You open the search terms report to do a quick cleanup and end up staring at spend on searches you'd never want to pay for. Support queries. Student research. Job seekers. Loose broad-match variants that looked “close enough” to the keyword but had no business entering the auction in the first place.
That's the normal state of a lot of Google Ads accounts. Not broken accounts. Normal ones.
Search term analysis is where wasted spend becomes visible. It's also where mature PPC programs separate themselves from dashboard tourists. The old workflow was export, filter, sort, annotate, and fight your spreadsheet for an hour. That still works. But if you're managing multiple campaigns, broad match, and fast-moving budgets, manual review alone is too slow. The better approach combines disciplined analysis with safe automation so you can catch waste earlier and act without breaking what's already working.
Table of Contents
- Why Your Ad Spend Is Leaking Without You Knowing
- Gathering and Preparing Your Search Term Data
- Prioritizing by Wasted Spend and Hidden Gems
- A Framework for Classifying Search Term Intent
- Executing Your Strategy with Negatives and New Keywords
- Supercharging Analysis with an AI Co-Pilot
- From Reactive Reports to Proactive Optimization
Why Your Ad Spend Is Leaking Without You Knowing
Most wasted spend doesn't announce itself.
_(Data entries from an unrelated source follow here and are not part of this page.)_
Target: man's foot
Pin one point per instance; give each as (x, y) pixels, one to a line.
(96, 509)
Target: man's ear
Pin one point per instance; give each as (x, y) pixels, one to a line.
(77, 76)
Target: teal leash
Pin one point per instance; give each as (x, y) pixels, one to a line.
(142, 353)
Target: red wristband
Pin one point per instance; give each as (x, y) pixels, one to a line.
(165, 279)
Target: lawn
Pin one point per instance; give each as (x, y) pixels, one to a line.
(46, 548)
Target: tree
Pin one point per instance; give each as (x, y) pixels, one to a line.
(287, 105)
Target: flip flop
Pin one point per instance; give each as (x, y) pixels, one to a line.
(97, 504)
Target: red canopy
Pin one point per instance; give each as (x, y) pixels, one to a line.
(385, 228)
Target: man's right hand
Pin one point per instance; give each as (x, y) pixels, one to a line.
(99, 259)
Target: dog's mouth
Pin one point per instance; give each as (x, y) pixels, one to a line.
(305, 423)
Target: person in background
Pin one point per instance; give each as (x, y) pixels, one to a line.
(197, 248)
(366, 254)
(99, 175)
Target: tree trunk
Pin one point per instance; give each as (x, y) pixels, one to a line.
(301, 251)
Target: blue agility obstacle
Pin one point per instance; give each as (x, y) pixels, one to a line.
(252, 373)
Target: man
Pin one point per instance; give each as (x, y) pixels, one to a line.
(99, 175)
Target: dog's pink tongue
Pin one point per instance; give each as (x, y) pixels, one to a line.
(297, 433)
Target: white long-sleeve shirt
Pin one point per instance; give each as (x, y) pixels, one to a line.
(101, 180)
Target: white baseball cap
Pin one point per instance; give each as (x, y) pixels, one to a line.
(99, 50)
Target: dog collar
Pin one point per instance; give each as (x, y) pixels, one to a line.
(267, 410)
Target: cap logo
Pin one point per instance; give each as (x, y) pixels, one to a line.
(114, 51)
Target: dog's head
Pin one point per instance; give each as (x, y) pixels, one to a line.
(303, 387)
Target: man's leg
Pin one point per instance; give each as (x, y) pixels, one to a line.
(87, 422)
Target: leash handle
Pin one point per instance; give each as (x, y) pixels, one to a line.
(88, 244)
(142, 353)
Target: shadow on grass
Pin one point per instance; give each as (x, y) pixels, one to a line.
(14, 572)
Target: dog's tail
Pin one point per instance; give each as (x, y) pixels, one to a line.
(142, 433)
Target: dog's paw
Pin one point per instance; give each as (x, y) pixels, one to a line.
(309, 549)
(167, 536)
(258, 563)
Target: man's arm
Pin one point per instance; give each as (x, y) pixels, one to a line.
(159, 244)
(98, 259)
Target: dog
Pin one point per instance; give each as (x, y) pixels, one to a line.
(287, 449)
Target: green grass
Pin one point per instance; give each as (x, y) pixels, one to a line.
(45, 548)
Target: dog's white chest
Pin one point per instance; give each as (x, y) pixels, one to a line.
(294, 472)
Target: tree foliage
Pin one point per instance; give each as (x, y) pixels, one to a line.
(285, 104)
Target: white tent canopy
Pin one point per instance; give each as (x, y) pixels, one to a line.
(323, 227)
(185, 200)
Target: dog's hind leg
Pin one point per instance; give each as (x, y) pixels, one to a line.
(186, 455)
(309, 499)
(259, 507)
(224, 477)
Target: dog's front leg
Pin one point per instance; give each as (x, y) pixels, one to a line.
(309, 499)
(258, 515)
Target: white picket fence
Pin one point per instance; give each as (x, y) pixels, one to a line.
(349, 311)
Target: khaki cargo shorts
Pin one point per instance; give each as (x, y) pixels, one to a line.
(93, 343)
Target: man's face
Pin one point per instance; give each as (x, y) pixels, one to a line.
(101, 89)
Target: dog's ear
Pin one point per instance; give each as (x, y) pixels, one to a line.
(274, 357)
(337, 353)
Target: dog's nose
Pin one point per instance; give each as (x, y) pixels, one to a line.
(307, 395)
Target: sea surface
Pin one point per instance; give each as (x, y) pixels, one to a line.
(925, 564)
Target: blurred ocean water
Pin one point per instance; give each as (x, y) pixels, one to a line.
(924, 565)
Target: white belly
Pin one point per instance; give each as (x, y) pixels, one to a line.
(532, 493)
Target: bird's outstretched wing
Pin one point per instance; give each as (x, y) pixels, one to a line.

It hides inside search terms that look vaguely related to your offer, especially in accounts using broad match, smart bidding, and campaign structures that haven't been reviewed in a while.
A lot of PPC managers still treat the search terms report like routine maintenance. It isn't. It's the clearest record of what Google matched you to, which means it's where you catch intent drift before it turns into a budget habit.
Waste usually starts with query spread
The leak often begins when one keyword starts matching too many different user intents. That's why query dispersion matters. If a single theme is splintering into support searches, definitions, competitor lookups, and low-intent curiosity clicks, your ads may still earn traffic while sending the wrong people to the wrong landing page. UFO Performance Marketing's breakdown of query dispersion is worth reading if you've ever seen a campaign look stable at the keyword level while search term quality deteriorates.
The practical problem is simple. Keyword reports smooth over the mess. Search term analysis exposes it.
Search terms tell you what you bought. Keywords only tell you what you intended to buy.
The real job of search term analysis
Done well, search term analysis does three things at once:
- Cuts waste fast: You spot irrelevant or low-fit queries before they absorb more budget.
- Improves targeting: You learn which themes deserve tighter match types, cleaner ad groups, or dedicated landing pages.
- Finds growth: You uncover high-intent queries customers use in the wild, not the sanitized language in your keyword plan.
That's why this process matters more than cosmetic account cleanup. New ad copy matters. Bid adjustments matter. But if the incoming queries are wrong, everything downstream gets harder.
The shift now is operational, not conceptual. Smart teams still review terms manually when judgment is required. They just don't rely on spreadsheets alone anymore.
Gathering and Preparing Your Search Term Data
Bad analysis usually starts with a messy export. If the data pull is too broad, too narrow, or full of junk rows, the review turns into guesswork.

Pull the right window
For most accounts, use a date range that gives you enough conversion context without drowning you in stale history. In practice, that usually means a recent operating window rather than a one-week snapshot or a year-long dump.
Short windows create false urgency. Long windows blur seasonality, promotions, landing page changes, and bidding shifts.
A useful pull includes the columns you need to decide something:
- Search term: The raw query.
- Campaign and ad group: Where the match happened.
- Keyword and match type: What triggered it.
- Clicks and cost: Your first signal of risk.
- Conversions or primary business action: The deciding layer.
- Landing page: Helpful when intent mismatch is a page problem, not a query problem.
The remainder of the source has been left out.